King Pradyumna ‘deserves’ a memorial
Ajay Ramola
Tribune News Service
Mussoorie, February 14
Pradyumna Shah, king of Garhwal, who steadfastly fought ferocious Gurkha invaders from Nepal, was killed in the battle of Khurbura in Dehradun in 1804. Khurbura is now a small colony without any remains of the bloody battle in which Pradyumna Shah was killed by a bullet while fighting the Gurkhas with his sword. With Pradyumna Shah's death, the Gurkhas established their tyrannical rule in Garhwal until 1814 when the British defeated them at the Khalanga fort that too is coincidentally near Dehradun.
The Gurkhas, who ruled Garhwal with a tyrannical force, have a memorial to them at Khalanga, near Garhi Cantt, at Dehradun but sadly there is no memorial to Pradyumna Shah, the king who died fighting the invaders till his last breath to safeguard the kingdom of Garhwal.
Upendar, a social activist from Mussoorie, says that he does not favour eulogizing the royal family which is known to have done little for their subjects but Pradyumna Shah deserves a memorial to his name for trying to save the Garhwal kingdom from tyrannical Gurkha invaders. Pradyumna Shah had taken over the kingdom of Garhwal after the death of Jai Kirti Shah in 1786.
The members of the royal family say though Pradyumna Shah was a defeated king, he still deserves a mention in form of a memorial at Dehradun or in Tehri Garhwal district.

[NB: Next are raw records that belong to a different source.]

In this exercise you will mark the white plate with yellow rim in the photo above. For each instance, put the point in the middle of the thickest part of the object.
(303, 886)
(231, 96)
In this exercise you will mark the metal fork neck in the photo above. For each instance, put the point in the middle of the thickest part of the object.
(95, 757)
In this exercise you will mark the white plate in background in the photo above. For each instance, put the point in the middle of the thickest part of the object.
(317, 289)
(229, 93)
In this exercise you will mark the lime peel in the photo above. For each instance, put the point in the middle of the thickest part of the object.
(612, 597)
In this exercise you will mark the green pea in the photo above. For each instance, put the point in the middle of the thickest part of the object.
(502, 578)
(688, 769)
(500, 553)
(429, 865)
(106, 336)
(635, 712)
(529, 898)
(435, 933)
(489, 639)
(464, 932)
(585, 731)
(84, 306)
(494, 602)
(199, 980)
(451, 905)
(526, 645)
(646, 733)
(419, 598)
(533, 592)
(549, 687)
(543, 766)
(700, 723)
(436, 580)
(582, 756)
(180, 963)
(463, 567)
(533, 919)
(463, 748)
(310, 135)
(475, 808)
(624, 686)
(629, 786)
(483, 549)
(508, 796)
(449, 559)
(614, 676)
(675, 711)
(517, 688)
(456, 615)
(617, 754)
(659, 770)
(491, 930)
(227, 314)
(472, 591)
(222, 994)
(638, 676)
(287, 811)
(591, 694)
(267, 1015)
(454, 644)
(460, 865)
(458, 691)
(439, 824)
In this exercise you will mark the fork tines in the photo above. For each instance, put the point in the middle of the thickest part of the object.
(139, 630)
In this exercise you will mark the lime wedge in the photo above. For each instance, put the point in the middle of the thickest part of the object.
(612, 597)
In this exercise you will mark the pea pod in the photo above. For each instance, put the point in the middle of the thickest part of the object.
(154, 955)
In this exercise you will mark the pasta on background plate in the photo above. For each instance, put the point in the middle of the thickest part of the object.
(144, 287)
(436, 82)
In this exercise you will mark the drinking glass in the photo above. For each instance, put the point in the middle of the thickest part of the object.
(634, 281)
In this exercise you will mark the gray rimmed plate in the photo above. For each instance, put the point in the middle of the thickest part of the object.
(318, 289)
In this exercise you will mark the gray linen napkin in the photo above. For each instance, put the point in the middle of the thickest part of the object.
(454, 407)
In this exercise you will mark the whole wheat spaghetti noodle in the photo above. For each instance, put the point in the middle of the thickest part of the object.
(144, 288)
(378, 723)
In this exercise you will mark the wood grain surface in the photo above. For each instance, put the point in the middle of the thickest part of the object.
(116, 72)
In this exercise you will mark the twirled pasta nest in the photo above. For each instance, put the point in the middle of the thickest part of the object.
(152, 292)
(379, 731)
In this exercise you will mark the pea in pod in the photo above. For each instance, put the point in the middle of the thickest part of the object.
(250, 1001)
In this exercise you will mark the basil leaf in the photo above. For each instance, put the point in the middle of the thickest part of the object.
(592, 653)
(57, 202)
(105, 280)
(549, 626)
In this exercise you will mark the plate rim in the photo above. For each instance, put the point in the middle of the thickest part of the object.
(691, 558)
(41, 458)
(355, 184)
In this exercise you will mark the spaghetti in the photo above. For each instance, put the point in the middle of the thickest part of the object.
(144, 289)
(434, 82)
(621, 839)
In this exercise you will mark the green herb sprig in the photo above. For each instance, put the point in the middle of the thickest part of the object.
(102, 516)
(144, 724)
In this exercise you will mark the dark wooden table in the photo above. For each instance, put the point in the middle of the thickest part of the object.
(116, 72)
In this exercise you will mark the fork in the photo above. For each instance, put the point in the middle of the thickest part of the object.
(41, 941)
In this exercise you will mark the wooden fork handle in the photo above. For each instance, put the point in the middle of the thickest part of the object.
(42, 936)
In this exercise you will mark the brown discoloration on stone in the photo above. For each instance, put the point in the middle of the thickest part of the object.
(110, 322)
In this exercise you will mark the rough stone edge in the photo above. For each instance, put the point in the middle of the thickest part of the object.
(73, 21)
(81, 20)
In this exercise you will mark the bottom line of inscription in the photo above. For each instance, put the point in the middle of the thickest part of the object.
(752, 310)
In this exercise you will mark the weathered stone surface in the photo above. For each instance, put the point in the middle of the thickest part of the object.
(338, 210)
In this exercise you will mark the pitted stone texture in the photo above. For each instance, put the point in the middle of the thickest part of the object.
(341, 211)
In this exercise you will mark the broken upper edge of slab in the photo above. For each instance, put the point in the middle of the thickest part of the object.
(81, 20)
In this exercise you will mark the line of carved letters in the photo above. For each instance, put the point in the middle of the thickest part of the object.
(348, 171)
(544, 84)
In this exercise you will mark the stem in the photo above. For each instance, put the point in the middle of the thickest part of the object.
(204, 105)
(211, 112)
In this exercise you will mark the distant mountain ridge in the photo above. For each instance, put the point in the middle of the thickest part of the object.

After King Jai Kirti Shah's death, his younger brother Parakram Shah wanted to become the king of Garhwal. However, the advisers or the panchs of the king sent a message to him that Pradyumna Shah be given the throne. It was in this way that he took over the throne in 1786 and became the king of Garhwal and Kumaon as well. He gave the administration of Kumaon in the hands of Harshdev Joshi, an important official at that time. Joshi invited Pradyumna Shah to rule Kumaon but the latter refused.
The tussle with Parakram Shah for the throne left Pradyumna Shah with empty coffers and no time to prepare for the Gurkha onslaught from Nepal that had become inevitable. It was under such circumstances that he tried to stop the Gurkha invasion but lost his life at the battle of Khurbura, now a mohalla in Dehradun.
A rare painting depicting the battle of Khurbura by Revat and the swords used by King Pradyumna Shah are the only items preserved by Bhawani Pratap Singh Panwar, the custodian of the Purana Darbar House of Archaeological and Archives Material Collection Trust. If these few items are not kept at a memorial, an important part of the history and its heroes would be lost forever.